Thursday, March 27, 2014

To Sleep or Not To Sleep?

When I was pregnant I read ALL the books about it.
Seriously, all of them.
I didn't, however, venture into the after-pregnancy books because, well, I was still pregnant and figured I'd have time to read those when baby Jack came along! (Wrong.)

Anyways, I was told if there was one book I HAD to read, it was Babywise. So i bought it...
and in my bottom nighstand drawer it still sits.

And you know what? I'm so glad it is.

For those of you that don't know, Babywise is all about "sleep-training" I've heard it works wonders for some moms, and if that's you, that's awesome! I skimmed it here and there during the last few weeks of pregnancy, but it was all very orderly and scheduly and I was just sooo not into thinking about anything but nesting.

We chose to just listen to Jack's needs the first 5 months. When he was hungry, he ate; when he was tired, he slept...that sometimes meant in our arms, or (mostly) on the couch. It worked for us! Jack was sleeping through the night by 2 months and all was well.
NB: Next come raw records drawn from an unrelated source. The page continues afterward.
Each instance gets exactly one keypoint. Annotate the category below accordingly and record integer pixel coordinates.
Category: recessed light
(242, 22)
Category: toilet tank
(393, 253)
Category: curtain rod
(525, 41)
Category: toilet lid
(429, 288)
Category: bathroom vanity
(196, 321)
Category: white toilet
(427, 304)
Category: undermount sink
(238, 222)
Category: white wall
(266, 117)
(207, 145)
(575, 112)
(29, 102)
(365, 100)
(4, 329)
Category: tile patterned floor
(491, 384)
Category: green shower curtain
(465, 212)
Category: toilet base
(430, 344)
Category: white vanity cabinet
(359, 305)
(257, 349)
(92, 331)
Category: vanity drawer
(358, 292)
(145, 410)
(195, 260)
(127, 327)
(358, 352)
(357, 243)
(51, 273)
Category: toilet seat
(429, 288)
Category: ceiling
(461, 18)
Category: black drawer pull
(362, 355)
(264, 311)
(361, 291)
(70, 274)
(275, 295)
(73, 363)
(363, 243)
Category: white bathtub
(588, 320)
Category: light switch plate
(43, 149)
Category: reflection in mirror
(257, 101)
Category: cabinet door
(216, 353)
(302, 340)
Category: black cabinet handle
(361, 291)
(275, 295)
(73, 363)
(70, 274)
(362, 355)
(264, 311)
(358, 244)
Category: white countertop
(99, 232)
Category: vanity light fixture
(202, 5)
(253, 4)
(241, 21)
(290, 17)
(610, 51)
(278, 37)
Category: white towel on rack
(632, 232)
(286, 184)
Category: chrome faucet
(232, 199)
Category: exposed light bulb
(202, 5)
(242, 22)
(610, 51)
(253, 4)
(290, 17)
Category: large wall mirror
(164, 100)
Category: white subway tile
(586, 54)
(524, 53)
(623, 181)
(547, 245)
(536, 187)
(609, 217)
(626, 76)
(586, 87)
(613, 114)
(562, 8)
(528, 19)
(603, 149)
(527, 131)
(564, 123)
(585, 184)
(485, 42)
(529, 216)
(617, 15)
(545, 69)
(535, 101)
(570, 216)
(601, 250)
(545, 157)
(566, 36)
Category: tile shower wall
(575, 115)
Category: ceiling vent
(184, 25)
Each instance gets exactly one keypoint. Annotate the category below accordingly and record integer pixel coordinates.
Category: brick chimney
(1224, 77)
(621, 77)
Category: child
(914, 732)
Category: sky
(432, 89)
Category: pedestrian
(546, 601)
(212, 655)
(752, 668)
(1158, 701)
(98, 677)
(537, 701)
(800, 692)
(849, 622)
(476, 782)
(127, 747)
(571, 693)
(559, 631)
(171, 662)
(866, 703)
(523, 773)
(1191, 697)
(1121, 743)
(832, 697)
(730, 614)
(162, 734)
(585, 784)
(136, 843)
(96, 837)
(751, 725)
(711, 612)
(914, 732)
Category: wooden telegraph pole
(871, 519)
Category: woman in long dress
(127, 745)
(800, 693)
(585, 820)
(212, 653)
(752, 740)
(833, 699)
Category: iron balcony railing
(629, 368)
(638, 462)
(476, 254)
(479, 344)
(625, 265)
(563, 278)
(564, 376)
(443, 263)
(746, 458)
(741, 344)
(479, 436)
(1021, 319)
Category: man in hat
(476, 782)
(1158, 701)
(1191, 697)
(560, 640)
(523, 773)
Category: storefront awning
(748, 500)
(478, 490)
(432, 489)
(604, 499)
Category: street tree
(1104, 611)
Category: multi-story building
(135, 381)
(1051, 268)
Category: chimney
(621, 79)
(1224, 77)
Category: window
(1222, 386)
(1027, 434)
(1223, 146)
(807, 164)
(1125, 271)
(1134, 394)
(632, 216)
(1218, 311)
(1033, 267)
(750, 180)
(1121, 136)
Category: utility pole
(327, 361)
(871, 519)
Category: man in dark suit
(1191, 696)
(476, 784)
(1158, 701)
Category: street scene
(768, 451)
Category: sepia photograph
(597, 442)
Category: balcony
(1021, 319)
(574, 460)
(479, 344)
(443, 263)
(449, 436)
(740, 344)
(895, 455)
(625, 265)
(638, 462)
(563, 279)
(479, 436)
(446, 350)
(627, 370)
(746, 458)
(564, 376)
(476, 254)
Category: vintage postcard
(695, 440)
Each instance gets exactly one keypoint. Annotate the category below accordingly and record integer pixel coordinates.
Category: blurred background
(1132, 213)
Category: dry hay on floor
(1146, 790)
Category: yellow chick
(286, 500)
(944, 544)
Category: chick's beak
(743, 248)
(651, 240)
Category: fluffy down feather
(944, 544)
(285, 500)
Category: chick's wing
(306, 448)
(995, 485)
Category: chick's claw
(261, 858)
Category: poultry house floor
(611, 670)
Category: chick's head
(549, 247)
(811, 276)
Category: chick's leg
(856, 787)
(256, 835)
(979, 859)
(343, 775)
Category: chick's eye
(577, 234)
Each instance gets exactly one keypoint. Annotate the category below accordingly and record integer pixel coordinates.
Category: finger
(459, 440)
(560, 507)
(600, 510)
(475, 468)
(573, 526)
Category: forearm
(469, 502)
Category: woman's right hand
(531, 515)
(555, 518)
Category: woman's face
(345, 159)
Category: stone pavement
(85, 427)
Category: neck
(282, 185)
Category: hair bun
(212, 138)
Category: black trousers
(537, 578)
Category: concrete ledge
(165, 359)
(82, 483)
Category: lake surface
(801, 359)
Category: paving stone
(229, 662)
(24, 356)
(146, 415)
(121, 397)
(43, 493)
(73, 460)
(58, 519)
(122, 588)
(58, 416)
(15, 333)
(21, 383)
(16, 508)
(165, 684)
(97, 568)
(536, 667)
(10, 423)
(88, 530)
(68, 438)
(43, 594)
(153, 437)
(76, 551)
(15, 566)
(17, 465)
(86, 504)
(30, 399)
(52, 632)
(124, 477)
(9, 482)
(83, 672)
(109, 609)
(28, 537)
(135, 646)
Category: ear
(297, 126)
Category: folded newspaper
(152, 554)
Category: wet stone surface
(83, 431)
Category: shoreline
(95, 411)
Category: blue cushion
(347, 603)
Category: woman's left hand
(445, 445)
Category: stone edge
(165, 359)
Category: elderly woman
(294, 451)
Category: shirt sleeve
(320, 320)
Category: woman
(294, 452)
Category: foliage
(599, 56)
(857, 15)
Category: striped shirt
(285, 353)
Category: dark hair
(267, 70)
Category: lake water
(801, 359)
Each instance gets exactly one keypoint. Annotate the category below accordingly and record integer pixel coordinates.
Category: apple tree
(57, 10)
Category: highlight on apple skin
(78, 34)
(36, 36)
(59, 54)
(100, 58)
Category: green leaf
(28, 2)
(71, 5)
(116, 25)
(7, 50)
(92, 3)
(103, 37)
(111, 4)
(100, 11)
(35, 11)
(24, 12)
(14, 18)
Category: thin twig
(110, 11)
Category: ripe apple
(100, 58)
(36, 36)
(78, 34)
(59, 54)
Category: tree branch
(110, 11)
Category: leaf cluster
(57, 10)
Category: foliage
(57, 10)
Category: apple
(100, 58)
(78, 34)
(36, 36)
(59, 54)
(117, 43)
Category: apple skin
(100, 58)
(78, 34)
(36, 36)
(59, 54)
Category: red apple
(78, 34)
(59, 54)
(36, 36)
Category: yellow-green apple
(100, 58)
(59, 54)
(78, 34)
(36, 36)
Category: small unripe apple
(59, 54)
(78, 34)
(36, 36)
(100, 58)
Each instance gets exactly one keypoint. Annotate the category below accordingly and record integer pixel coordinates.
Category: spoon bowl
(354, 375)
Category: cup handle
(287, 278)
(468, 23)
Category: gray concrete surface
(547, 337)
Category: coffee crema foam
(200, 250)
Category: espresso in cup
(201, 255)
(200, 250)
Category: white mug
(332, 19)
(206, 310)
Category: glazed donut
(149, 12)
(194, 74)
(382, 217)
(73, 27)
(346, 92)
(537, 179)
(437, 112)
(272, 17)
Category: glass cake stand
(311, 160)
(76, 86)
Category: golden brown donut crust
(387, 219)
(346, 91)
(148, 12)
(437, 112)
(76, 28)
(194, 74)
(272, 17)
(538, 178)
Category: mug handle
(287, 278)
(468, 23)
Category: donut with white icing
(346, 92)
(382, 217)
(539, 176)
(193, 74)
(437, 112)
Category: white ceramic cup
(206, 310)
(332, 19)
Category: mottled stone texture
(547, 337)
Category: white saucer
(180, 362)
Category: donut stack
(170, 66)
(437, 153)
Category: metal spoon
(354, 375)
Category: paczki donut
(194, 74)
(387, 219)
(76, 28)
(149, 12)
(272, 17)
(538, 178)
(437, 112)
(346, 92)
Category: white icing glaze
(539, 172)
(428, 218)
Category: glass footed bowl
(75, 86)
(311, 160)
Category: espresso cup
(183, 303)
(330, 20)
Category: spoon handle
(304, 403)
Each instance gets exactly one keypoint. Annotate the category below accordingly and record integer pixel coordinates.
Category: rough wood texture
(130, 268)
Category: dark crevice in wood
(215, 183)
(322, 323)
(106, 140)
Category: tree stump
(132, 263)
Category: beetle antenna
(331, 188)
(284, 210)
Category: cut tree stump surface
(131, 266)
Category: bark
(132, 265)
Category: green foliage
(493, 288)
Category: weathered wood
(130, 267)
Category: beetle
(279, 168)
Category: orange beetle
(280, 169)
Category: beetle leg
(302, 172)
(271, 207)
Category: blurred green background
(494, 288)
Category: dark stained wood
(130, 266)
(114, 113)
Until 4 months. Suddenly, I was up 3-4 times a night feeding my boy. Where did this newborn come from?! Let me tell you, the first couple weeks of birth I was a machine. Up every hour to feed and snuggle, it didn't bother me because that's what you do as a mama! Once I got used to sleeping through the night though, it was a struggle to be perky/happy Becca every morning. I know a lot of other moms that were going through the same thing. One mom even told me she was happy Jack was sleeping through the night, but to get ready because they have a tendency to switch things up on us. I thought, not my kid! (yeah right)

So we started going a little crazy running on no sleep and longer days, but I have to admit..once you reach into that crib and hold that sweet boy, you forget it's 2:30 am. We finally went to Jack's 6 month Dr's appointment, and like usual, my pediatrician rocked my world. Give Jack a schedule, still listen to him, but give him some consistancy. And let him cry for a bit.

LET HIM CRY?! At this point Jack and I know each other. I know his fake cry from his real cry, his whining from his hungry chattering. However, I did not want my sweet, precious, new-to-this-world baby boy to think I abandoned him all alone in that big crib!

Well guess what? It took us 8 days. 8 long, teary (mostly on my part) days, but our sweet boy is sleeping through the night again like a CHAMP. We wake up all together, have breakfast together, he naps, lunch together, he naps, dinner together, and at 8:15 that boy is bathed, fed, and down until 7:30 am the next day.



 Seriously. My mind is blown.

Anyways...what was my point here?! Haha, oh yeah. Sleep training.
I would not change the way we did things AT ALL. I would never want to go back and give up those 3:30 and 5:00 AM snuggles so that I could get some sleep. Ever. I think Jack is the snuggliest baby by nature, but also because we nurtured that.

I know babies that were started on a schedule at 2 weeks old. Guess what? That baby slept through the night and continues too. But that baby doesn't snuggle constantly, is already very independent, and doesn't really reach for mom & dad. That works for that family! I just know my heart would have been broken if Jack didn't snuggle into me as much as he does. (I'm a SNUGGLER, people.)


Can you blame me?!

Each baby truly is different. You have to learn your own child, and learn to take advice from others with a grain of salt. I'm so happy we waited as long as we did to put Jack on schedule. However, now that we're on one, ohhhh boy is it amazing! We are both happier. The smiles I get from that boy after a nap...nothing can touch it.


This is his "morning is here!" face

I guess my point with this post is to let other mamas out there know, you're doing great!  It's hard figuring everything out all the time, and it's definitely a LOT of trial and error. If you're still having sleepless nights, don't forget...one day that sweet baby won't need you to rock them to sleep. It's not an easy job, but it's the BEST one. You'll make it through these restless nights, and I know (personally) I will be begging Jack to want to snuggle before bedtime. Until he's 16. Or 30. Whatever.